USD/JPY analysis on January 29, 2025
During Wednesday's Asian session, USD/JPY is trading at 155.27, working out a correction against the background of the publication of the minutes of the Bank of Japan meeting, where the regulator raised the interest rate to 0.50% for the first time since 2008.
According to the published report, the decision to tighten monetary policy was dictated by a steady increase in inflation - the consumer price index reached the target level of 2.0%, as well as positive wage dynamics, which confirms employers' intentions to continue indexing.
Despite the rate hike, the Bank of Japan remains active in government bond purchases, having repurchased debt securities worth 4.9 trillion yen since the beginning of the year.
The next act of monetary restriction may take place no earlier than June or July, and within two years, the cost of borrowing, according to the regulator's forecasts, may reach 1.50%, which will ensure the necessary control over inflationary risks.
The US dollar index is trading near 107.50. Statements by the US president remain a key catalyst for currency market volatility.
The day before, Donald Trump announced a new package of import tariffs on computer chips, pharmaceuticals and steel, arguing the measures needed to stimulate domestic production.
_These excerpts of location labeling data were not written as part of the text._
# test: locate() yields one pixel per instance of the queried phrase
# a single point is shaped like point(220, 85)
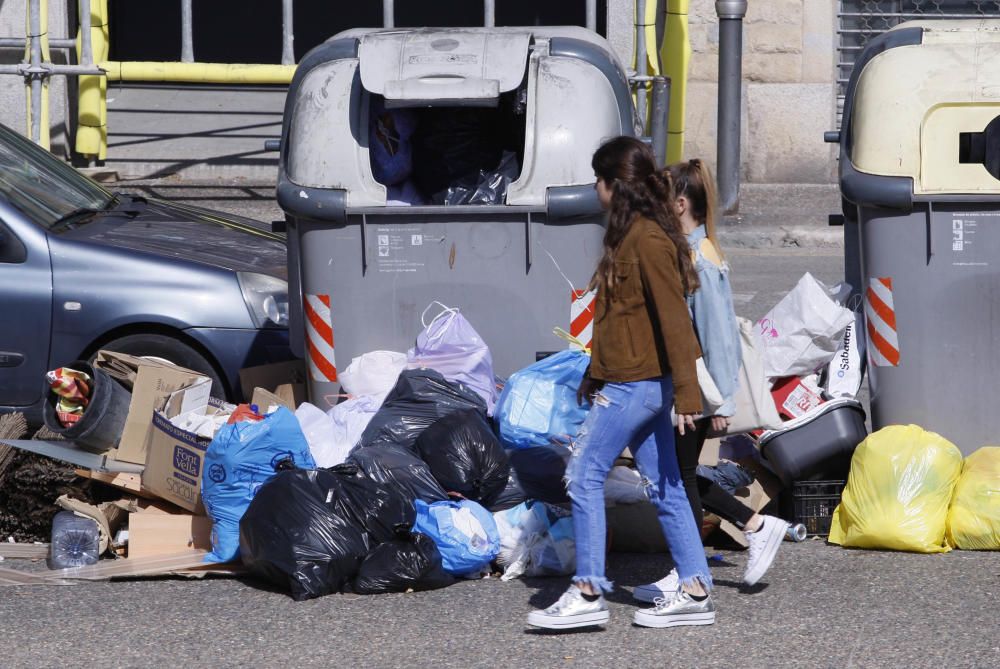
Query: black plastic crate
point(814, 503)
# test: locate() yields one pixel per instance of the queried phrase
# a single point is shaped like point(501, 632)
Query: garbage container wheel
point(172, 350)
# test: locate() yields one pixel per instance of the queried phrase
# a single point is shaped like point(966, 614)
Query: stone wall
point(789, 94)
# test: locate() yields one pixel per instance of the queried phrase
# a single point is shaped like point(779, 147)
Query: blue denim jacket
point(715, 322)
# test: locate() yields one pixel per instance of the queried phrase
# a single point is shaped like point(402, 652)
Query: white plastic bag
point(373, 373)
point(846, 371)
point(754, 404)
point(319, 429)
point(536, 539)
point(802, 331)
point(350, 418)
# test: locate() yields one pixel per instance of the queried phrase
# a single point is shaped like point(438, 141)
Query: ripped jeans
point(633, 415)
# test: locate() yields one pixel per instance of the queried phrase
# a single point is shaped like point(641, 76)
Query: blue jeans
point(632, 415)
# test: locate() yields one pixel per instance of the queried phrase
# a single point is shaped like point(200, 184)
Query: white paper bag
point(802, 332)
point(755, 408)
point(846, 371)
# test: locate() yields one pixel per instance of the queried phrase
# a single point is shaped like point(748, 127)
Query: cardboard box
point(175, 456)
point(287, 380)
point(152, 384)
point(794, 398)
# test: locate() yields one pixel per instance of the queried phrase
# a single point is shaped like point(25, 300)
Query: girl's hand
point(685, 420)
point(720, 423)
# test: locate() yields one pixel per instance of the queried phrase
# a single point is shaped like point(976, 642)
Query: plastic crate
point(814, 503)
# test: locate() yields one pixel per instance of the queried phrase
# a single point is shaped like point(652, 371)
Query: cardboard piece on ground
point(274, 376)
point(157, 533)
point(154, 382)
point(130, 483)
point(158, 529)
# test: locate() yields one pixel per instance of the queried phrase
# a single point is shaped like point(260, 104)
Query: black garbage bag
point(409, 562)
point(294, 535)
point(453, 144)
point(465, 456)
point(376, 508)
point(401, 472)
point(512, 494)
point(541, 471)
point(419, 399)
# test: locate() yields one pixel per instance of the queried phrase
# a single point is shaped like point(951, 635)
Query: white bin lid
point(469, 65)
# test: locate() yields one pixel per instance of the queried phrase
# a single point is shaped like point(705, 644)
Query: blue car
point(83, 269)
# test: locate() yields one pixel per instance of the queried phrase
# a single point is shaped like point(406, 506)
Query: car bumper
point(236, 349)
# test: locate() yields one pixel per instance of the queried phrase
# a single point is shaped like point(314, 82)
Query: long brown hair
point(628, 168)
point(693, 180)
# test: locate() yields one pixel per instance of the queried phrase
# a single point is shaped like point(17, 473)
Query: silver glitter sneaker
point(572, 610)
point(676, 610)
point(665, 587)
point(764, 545)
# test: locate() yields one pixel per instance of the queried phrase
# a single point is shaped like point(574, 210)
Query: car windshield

These initiatives may increase trade friction, affecting the dynamics of the yen and the dollar.
An additional negative factor for the USD was consumer confidence data from the Conference Board: the index dropped from 109.5 to 104.1 points, reflecting growing uncertainty in the consumer environment.
USD/JPY technical analysis for today
On the daily chart, USD/JPY continues to adjust within the ascending channel with a range of 162.00–154.00, approaching the key support zone.
Technical indicators indicate a possible weakening of the uptrend.:
• The moving averages of the alligator indicator are approaching the signal line, narrowing the volatility range.
• The Awesome Oscillator (AO) histogram forms descending bars in the negative zone, signaling the possible development of a downward trend.
Trading recommendations for USD/JPY
Sale
• Entry: after fixing the price below 154.50
• Target: 151.00
• Stop-Loss: 156.00
Buy
• Entry: after fixing the price above 156.50
• Target: 160.60
• Stop-Loss: 155.00
In the coming days, the dynamics of USD/JPY will depend on the comments of the Bank of Japan, macroeconomic data from the United States, as well as geopolitical factors related to the trade policy of the new White House administration.